Several months later, André was denounced by “false brothers” and imprisoned. (2 Cor. 11:26) For several months, he survived by eating food scraps scavenged from the cell gutter. Still, the jailers could not break his integrity. When Josephine was able to visit him, he whispered to her through the prison bars: “Do not worry. Whether they kill me or set me free, I will remain faithful to Jehovah.

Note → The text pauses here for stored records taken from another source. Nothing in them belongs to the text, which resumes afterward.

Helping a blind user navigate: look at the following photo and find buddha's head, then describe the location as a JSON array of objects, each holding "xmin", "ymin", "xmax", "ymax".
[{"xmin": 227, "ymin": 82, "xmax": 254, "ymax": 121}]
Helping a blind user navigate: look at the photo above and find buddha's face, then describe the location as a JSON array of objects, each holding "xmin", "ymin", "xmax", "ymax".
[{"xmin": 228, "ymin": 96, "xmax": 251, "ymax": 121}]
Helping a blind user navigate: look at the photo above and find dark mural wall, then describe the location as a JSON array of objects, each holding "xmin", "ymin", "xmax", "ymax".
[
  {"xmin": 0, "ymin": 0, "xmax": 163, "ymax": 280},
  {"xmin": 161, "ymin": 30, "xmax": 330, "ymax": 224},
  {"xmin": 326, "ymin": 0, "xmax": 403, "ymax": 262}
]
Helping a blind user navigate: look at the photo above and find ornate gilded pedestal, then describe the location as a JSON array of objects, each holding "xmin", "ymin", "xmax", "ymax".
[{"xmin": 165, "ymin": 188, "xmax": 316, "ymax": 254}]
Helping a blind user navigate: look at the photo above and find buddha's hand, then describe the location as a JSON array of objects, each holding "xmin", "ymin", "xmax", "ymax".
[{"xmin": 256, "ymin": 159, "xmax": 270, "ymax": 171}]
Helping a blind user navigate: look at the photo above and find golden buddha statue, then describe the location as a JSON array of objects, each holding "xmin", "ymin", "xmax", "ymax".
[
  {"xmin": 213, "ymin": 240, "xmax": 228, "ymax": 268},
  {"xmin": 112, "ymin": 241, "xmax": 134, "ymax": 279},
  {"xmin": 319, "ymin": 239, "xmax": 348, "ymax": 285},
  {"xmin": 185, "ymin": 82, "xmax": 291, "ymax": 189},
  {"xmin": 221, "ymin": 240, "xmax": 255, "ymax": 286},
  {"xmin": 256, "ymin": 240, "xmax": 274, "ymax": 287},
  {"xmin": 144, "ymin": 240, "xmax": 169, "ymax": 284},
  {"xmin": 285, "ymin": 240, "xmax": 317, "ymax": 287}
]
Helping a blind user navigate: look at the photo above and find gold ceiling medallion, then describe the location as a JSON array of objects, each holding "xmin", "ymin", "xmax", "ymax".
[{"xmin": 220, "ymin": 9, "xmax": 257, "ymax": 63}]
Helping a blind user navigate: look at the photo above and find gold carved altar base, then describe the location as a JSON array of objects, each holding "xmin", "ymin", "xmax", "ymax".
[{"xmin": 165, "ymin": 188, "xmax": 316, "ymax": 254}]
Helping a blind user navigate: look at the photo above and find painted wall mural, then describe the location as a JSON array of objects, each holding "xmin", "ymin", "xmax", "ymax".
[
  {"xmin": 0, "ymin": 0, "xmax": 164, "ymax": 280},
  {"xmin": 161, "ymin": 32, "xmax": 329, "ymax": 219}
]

They can carry me out as a corpse but not as a traitor.”

After six months in jail, André defended himself before the Jakarta High Court and was released.

Some 30 years later, when the Indonesian government banned Jehovah’s Witnesses again, the district attorney in Manado, North Sulawesi, summoned André to his office. “Do you know that Jehovah’s Witnesses are banned?” he asked.

“Yes,” replied André.

“Are you now prepared to change your religion?” asked the official.

André leaned forward and dramatically beat his chest. “You can tear my heart from my body, but you can never make me change my religion,” he boomed.

The district attorney dismissed André and never bothered him again.

In 2000, André died at the age of 85, after some 60 years of zealous pioneer service.